Je me rappelle ces enfants qui dandinent dans les rues à la sortie des classes à cause des sacs à dos pleins de livres, de cahiers et d ‘autres fournitures classiques qu’ils sont obligés de porter tous les matins. Je me souviens de ces institutions congréganistes qui obligent les élèves à rester trois ou quatre heures de plus après les cours juste parce qu’ils avaient oublié une portion de la leçon à réciter ou parce qu’ils n’ont pas assisté à la messe du dimanche. Il y a des enfants qui habitent les zones reculées qui doivent parcourir plusieurs centaines de mètres à pied, parfois jusqu’à une dizaine de kilomètres, pour se rendre en salle. Le pire, ils doivent se débrouiller pour trouver un morceau de bois sec pour la cuisson de la nourriture à l’école sinon la barrière ne leur sera pas ouverte.

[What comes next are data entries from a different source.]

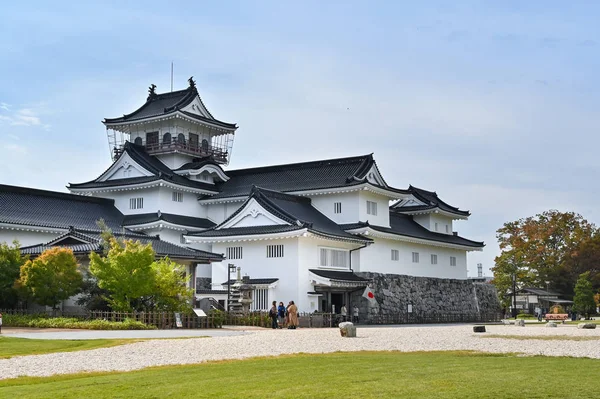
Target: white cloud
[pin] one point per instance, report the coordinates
(21, 117)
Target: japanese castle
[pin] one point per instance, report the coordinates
(298, 231)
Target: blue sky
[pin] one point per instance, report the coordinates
(494, 105)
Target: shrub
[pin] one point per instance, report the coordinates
(43, 321)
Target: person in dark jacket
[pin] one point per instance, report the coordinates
(281, 314)
(273, 315)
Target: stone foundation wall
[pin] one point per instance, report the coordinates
(394, 292)
(203, 283)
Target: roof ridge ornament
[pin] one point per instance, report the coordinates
(152, 92)
(192, 83)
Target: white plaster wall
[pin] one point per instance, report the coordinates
(429, 220)
(377, 258)
(26, 238)
(189, 206)
(350, 206)
(383, 215)
(256, 265)
(217, 213)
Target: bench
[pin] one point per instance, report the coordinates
(556, 317)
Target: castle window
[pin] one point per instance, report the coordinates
(234, 252)
(337, 207)
(333, 257)
(371, 208)
(177, 196)
(136, 203)
(194, 141)
(275, 251)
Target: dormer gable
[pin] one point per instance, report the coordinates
(124, 167)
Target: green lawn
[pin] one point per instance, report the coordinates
(361, 375)
(10, 346)
(544, 337)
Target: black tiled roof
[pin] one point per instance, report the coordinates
(404, 225)
(161, 248)
(32, 207)
(315, 175)
(255, 281)
(206, 292)
(152, 165)
(295, 210)
(168, 103)
(338, 275)
(242, 231)
(131, 220)
(431, 200)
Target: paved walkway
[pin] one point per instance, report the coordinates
(50, 333)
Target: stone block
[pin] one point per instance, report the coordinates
(520, 323)
(347, 329)
(586, 326)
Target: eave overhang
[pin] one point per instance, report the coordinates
(370, 232)
(141, 186)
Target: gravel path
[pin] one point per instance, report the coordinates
(268, 343)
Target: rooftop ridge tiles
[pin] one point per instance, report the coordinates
(55, 194)
(296, 164)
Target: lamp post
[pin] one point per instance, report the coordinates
(230, 269)
(514, 308)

 Je pense à ces jeunes qui, en vue d’intégrer une université, migrent vers la capitale, laissant les campagnes pour aller s’accommoder à la réalité Port-au-Princienne. Une vie qui est loin d’être normale ; en plus des bandits, des embouteillages, des braquages, des escroqueries et autres ; ils sont confrontés au bas la vie sur toutes les angles. Des nuits sans sommeil, des journées de faim, achat de documents, frais de transport, toutes sortes de malaises, ils sont toujours tourmentés. Des examens ratés, des matières à reprendre, de la calcination(quand on n'obtient pas la note de passage pour un cours, «Monchè m boule wi»), de la méchanceté du coté de certains collègues étudiants malveillants, … une liste qui pourrait s’allonger. Pour le logement, soit ils louent une demie-chambre pour plusieurs milliers de gourdes soit ils se réfugient dans la petite pièce où les membres de leur famille sont coincés, entre des murs qui comptaient déjà trop de monde.  Après les quatre, cinq ou sept ans, s’ils ne lâchent pas l’affaire ils vont terminer le cycle au péril de leur vie.

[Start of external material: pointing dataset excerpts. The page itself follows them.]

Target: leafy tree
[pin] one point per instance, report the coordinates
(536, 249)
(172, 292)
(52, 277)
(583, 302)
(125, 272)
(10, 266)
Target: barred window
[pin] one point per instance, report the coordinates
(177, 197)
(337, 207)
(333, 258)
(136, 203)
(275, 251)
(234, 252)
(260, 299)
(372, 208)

 Après tout ça, les résultats sont durs à constater. Des jeunes licenciés qui sont éparpillés à travers tout le pays, qui n’arrêtent pas de déposer des enveloppes jaunes(CV)  dans des institutions çà et là ; les jours viennent et s’en vont mais : zéro appel, zéro embauche, l’emploi  demeure pour eux l’un des murs les plus difficiles à grimper. Des patrons qui exigent certaines jeunes filles à livrer leur corps pour trouver un poste, des finissants désespérés qui cherchent partout sur le web des bourses d’études pour aller étudier  à l’étranger sans oublier ceux qui partent faire des travaux humiliants dans des pays voisins ou qui retournent à la maison pour transporter de l’eau et prendre soin des petits enfants. Les rares qui arrivent à trouver une institution qui les emploie ne sont pas respectés et ne sont pas normalement payés. Etudier pour chômer est donc la règle. La solution qui pourrait être la mieux envisagée, ce serait de monter leur propre entreprise. Mais non, nous vivons sur une terre de risque, les moyens pour démarrer ne sont pas présents, les bailleurs ne vont pas leur prêter parce qu’ils n’ont rien qui peut leur garantir le remboursement. Il n’y a pas grande chance que l’entreprise survit car toutes les responsabilités de la famille vont en dépendre, les malfrats pourront à n’importe quel moment avoir l’intention de les faire plonger, ajoutés à ceux-là les vols et les arnaques ; je n’écarte pas la sorcellerie qui est monnaie courante.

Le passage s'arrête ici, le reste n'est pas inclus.